Trainline is an innovative, tech business with a mission to make travel as simple, seamless and affordable as possible. We’re proud to be Europe’s leading independent train and coach platform and rank among the highest-
rated travel and ticketing apps globally. Today, we offer our customers travel to thousands of destinations in and across 36 countries in Europe and beyond .
That’s more than £2.3 billion in ticket sales annually, and over 60 million visits to our apps and websites each month.The Platform Operations team are responsible for the overall Availability, Performance and Reliability of the entire trainline platform.
at peak times over 185 people per minute are booking Trains! We are a growing company that loves new technology. We run a diverse platform that is 100% hosted on AWS utilising the best of what it has to offer, coupled with our own tooling this allows us to embrace Continuous Delivery, DevOps and Cloud environments to their full potential.
You will often find members of our leadership team as well as our development community speaking at meetups and conferences.
The Platform Operations team are the special forces team, at the forefront of what is going on with the platform, they provide the first responder cover for critical incident response, change coordination, system administration and monitoring and alerting on a 24x7x365 basis.
We are a relaxed culture but very serious about what we do and how we do it, we want people that can thrive in a high-pressured environment where personal leadership and initiative is valued and rewarded.
What you'll be working on...
You will be heavily involved in Major incidents relating to Production, External Test and Staging environments.

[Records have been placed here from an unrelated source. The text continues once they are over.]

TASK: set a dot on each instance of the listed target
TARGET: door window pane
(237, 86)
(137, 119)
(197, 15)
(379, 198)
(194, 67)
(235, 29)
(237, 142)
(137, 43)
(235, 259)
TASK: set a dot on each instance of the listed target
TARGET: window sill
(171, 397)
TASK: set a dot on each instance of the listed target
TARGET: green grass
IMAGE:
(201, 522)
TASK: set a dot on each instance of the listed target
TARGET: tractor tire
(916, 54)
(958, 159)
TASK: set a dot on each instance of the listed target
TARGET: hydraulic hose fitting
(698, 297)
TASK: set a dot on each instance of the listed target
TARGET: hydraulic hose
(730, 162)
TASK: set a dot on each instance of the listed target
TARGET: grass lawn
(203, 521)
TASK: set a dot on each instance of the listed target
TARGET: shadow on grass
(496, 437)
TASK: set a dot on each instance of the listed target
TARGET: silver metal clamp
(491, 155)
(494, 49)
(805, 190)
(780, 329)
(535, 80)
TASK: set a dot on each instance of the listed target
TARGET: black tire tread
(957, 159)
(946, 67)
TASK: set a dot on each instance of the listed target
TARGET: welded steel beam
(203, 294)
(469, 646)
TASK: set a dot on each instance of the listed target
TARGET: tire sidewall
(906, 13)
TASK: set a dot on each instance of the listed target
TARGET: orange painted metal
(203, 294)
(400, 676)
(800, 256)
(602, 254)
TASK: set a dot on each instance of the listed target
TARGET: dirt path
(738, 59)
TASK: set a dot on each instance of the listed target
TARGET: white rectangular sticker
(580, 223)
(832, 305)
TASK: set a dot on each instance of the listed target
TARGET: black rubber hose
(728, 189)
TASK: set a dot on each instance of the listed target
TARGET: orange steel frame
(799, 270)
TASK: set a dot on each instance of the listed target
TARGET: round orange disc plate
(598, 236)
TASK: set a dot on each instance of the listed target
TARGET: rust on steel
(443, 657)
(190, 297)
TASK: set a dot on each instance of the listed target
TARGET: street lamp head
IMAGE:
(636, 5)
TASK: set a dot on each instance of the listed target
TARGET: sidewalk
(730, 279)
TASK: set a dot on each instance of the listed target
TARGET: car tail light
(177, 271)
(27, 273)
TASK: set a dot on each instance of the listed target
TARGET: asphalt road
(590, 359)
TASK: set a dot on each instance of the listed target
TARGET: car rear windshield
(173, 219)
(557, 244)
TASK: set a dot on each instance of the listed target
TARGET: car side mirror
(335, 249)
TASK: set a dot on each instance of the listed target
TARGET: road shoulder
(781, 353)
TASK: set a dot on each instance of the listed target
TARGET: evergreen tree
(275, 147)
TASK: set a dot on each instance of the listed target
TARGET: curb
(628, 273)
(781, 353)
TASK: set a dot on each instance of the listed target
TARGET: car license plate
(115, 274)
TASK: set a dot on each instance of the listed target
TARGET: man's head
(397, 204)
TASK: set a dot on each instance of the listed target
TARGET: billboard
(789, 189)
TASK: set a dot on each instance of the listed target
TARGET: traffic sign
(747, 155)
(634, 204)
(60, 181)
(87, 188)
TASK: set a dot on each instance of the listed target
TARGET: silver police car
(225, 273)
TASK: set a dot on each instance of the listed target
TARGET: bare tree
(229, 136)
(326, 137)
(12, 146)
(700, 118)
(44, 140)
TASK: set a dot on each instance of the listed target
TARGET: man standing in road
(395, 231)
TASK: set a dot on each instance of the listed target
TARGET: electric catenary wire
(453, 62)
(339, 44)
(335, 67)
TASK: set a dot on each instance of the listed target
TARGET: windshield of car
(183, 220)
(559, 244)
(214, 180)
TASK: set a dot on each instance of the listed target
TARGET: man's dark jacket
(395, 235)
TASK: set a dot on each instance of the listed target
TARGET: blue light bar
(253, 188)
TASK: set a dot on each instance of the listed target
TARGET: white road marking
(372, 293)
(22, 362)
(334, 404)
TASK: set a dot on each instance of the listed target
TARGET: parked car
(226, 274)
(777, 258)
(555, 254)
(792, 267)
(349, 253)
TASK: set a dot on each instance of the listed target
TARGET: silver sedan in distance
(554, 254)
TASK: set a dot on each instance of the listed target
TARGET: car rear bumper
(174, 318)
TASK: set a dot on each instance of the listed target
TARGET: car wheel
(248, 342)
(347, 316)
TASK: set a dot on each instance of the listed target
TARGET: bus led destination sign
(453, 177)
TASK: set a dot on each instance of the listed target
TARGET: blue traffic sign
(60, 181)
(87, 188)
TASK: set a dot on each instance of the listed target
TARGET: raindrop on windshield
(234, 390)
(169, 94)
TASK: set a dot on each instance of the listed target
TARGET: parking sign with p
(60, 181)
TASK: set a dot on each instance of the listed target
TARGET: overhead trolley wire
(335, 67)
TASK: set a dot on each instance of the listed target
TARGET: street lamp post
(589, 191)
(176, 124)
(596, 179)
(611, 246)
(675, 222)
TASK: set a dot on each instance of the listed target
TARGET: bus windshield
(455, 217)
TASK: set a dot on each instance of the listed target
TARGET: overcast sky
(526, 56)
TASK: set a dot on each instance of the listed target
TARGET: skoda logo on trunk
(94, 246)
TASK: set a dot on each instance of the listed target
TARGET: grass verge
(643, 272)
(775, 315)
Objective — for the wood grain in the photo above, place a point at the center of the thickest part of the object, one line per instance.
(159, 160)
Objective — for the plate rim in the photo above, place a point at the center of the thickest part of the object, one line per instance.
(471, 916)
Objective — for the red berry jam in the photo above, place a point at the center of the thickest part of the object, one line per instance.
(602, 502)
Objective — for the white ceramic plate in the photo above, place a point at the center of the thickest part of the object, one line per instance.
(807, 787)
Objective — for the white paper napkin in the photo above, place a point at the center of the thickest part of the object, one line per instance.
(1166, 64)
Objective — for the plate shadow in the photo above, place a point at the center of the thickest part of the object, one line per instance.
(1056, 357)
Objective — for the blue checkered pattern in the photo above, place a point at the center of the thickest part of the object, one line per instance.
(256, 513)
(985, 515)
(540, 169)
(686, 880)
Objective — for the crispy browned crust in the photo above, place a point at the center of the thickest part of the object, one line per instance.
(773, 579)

This is right from initial event, participating in the rapid response to service restoration and identifying follow up preventative measures.
You will be part of the team that has ownership of all monitoring tools, ensuring that they keep up with the rate of change that we have, ensuring that everything from BAU alerting using this tooling to report on and improve upon SLA OLA’s by holding teams accountable for their service quality.
You will take ownership for and provide priority support to Retailing and Fulfilment systems, ranging critical incidents to proactively working on preventative measures by learning and questioning the status of the platform, taking ownership to ensure that issues are not forgotten after they are resolved
You will work with DevOps Engineers in product aligned teams to ensure applications are understood and that Continuous Delivery activities are carried out in a safe and timely manner there is trust, but we still need eyes on the prize
You will use your own experience and learning to provide a fresh approach to troubleshooting and processes, we want you to think outside the box coming up with innovative and unique solutions, pushing the bar higher each time
You will participate in an On-Call schedule to ensure that our systems are supported at all times, you will have the freedom to suggest and push for engineering solutions to failures, taking pride in every call out that is solved by automation rather than human intervention
You will have a professional approach to these interactions that builds confidence you the abilities of you and your team
What you'll bring..
Proven experience of being part of a team that managed operational environments on the hook for availability, reliability and performance
Experience in being part of a support team in a high pressure, fast moving environment alongside Incident, Change and Service Desk management
Ability to see and act upon potential issues, whether they are technical changes, processes or procedures
A solid background in technology operations, with demonstrable ability in a range of technologies
Very high energy and enthusiasm, with a passion for delivering awesome service
Excellent interpersonal, relationship building and influencing skills
Highly customer focused Analytical approach to decision making and problem resolution with experience of juggling multiple tasks and priorities
Technical Ability Experience
Enterprise Technology : Experience with highly available, high transactional websites and applications within micro services architecture, clustered systems, N+1 architecture, automated deployments, disaster recovery and business continuity
Operating Systems : Linux, Microsoft Windows Server (Including Active Directory, DNS, DHCP, IIS)
AWS : EC2, S3, Lambda, VPC, CloudWatch, Terraform
Automation and Scripting : Team City, Puppet, Consul, Powershell, Selenium, GitHub
Monitoring : HP BSM, SCOM, New Relic Insights / APM, InfluxDB, Elastic Search, Kibana, Sensu, Grafana
Desirable Ability / Experience
Production experience with frontend web services including Apache, IIS and NGINX
Experience with e-commerce and website operations (WebOps)
Experience with monitoring & web analytics tools
Understanding of Networking, TCP IP, Firewalls, NAT Instances, NGINX load balancer and traffic management
Firm grasp on security and its importance within a cloud environment (PCI-DSS / SecOps)
Understanding of database technologies such as Oracle, MS SQL, DynamoDB
Understanding of DevOps and Agile methodologies
We value open expression at Trainline, we believe it’s the diversity of experience, backgrounds and perspectives of our employees that makes us who we are.
We encourage everybody to play a part in changing the way people travel across the world.